La oración contemplativa tiene un inmenso poder contra todo tipo de mal. Este movimiento silencioso del corazón desvela autocontradicciones y juicios precipitados que amenazan la propia integridad y, al mismo tiempo, esta vulnerabilidad a Dios es un bálsamo sanador para la integridad de los demás. Esta profunda quietud de espíritu le permite a Dios establecer todo su ser en Su misma Presencia tan profundamente que uno no puede adivinar remotamente cuán profundamente oculta se ha convertido nuestra vida. Al mismo tiempo, en este escondite, la vida fluye de nuevo en este mundo viejo y cansado.
Este tipo de oración implica la renunciación. Uno debe renunciar a todas las formas de amargura y resentimiento, incluso cuando estas son evocadas por causas aparentemente justas, para proteger la delicada obra que el amor de Dios está llevando a la perfección. Uno debe renunciar a la ira frustrada que se desataría y se afirmaría a sí misma cuando las circunstancias y los acontecimientos parecen estar fuera de control. Esto significa humildad: lo que se está desarrollando dentro de la Presencia Divina nunca puede ser controlado por ningún poder creado. También se debe renunciar a toda autocompasión y ansiedad, ya que complacer esa autoocupación hace que el corazón sea demasiado pequeño para el Dios vivo. Todos los amores menores deben encontrar su lugar adecuado ante este Amor.
Esta adoración empapada en lágrimas también implica sacrificio. Aunque mil esquemas y oportunidades para la autoconservación inundan la mente, este movimiento del Espíritu Santo nos obliga a ser resueltos no solo a renunciar a estos, sino también a recoger la Cruz de la abnegación del amor obediente por Dios. Aunque otros sueños y ambiciones brillan por todos lados, esta oleada del corazón al Señor evoca una fidelidad de mente única que mantiene el rumbo. Algunos con mucho gusto han sacrificado carreras, honores mundanos y amigos para obtener esta perla de gran precio. Otros incluso han abandonado la familia, el idioma y el país debido a dónde conduce este camino humilde. Una vez que uno comienza esta peregrinación difícil desde la superficie de la vida hasta las profundidades del amor de Dios, no puede haber una mirada hacia atrás.

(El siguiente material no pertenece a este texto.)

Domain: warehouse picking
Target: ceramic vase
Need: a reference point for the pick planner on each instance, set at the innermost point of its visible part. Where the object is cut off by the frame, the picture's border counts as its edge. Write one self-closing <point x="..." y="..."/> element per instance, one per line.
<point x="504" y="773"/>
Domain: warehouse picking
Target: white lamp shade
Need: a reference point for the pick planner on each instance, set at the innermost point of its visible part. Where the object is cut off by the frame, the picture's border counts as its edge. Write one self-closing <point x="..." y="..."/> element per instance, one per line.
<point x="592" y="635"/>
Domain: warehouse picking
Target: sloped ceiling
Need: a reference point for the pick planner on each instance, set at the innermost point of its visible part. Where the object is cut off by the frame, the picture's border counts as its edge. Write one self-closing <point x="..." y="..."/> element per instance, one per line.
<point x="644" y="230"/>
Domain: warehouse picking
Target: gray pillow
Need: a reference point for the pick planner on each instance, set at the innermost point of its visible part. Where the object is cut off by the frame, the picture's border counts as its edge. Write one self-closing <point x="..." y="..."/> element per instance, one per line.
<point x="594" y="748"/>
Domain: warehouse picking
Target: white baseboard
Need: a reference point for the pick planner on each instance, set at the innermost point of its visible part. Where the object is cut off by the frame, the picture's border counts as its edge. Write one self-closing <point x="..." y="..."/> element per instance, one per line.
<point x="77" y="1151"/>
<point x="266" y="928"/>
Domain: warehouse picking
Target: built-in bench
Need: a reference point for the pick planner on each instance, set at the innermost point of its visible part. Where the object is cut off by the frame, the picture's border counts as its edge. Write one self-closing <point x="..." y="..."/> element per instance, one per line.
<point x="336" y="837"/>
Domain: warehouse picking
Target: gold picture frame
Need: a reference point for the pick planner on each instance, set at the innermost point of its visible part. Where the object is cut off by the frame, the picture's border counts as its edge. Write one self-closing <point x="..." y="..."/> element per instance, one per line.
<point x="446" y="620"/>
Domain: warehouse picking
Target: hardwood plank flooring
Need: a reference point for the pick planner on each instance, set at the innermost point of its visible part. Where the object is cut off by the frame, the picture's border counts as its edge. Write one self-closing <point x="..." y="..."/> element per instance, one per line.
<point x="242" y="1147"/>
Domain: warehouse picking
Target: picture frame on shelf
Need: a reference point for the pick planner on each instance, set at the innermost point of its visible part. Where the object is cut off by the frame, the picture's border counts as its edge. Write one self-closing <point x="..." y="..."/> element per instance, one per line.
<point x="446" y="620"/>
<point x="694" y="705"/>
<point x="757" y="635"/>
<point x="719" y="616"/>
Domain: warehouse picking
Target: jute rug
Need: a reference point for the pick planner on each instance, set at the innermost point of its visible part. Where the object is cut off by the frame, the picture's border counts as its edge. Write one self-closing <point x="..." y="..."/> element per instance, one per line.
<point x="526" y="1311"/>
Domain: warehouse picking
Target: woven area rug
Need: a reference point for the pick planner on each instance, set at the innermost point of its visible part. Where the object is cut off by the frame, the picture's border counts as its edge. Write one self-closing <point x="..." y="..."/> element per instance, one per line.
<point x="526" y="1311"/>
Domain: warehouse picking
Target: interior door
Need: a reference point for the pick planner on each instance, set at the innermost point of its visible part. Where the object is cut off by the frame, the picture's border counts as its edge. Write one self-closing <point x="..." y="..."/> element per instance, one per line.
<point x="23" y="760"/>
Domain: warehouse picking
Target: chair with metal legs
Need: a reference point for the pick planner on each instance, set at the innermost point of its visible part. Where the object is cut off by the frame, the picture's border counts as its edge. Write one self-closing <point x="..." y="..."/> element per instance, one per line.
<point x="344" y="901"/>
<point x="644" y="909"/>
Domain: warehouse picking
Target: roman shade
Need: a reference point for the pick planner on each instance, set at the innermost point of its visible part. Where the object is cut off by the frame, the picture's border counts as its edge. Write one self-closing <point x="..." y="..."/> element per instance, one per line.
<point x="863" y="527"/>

Sólo esta oración puede atravesar el abismo de la miseria humana. A medida que sube por los empinados barrancos de la virtud, de la intuición, de la integridad, se desliza aún más por las pendientes de la insuficiencia, de la impotencia, de los vacíos dolorosos. Lo que lo atrae no es el deseo de victoria o el miedo al fracaso, sino la presencia oculta del amor crucificado. Lo que le da seguridad de confianza no es su propio progreso o industria, sino el que ha resucitado de entre los muertos. Arraigada en Su Presencia por la fe, esta quietud tranquila sabe que más profundo que el abismo de la miseria es el abismo de la misericordia: caer en este abismo debe ser elevado a alturas que este mundo no puede contener.
No es de extrañar que este tipo de oración nos permita orar en reparación por nuestros propios pecados y los pecados del mundo. Cuando uno ya no puede llorar por sus propios pecados, es posible comenzar a llorar por los pecados del mundo. Cuando uno sabe cuánto necesita la misericordia de Dios, uno se identifica con todos los que necesitan esta misericordia, y una profunda angustia por la difícil situación de la humanidad se apodera del alma. Tal pena es honrada por Dios. Ningún pecado puede doblarse tan bajo como esta humilde rodilla. Ningún mal puede llegar tan alto como esta cabeza inclinada. Ninguna queja puede ser escuchada tan claramente como la confesión de esta lengua. Dicha oración conoce las cosas profundas de Dios y abre espacio en el desierto de la libertad humana para que el Señor haga todas las cosas nuevas.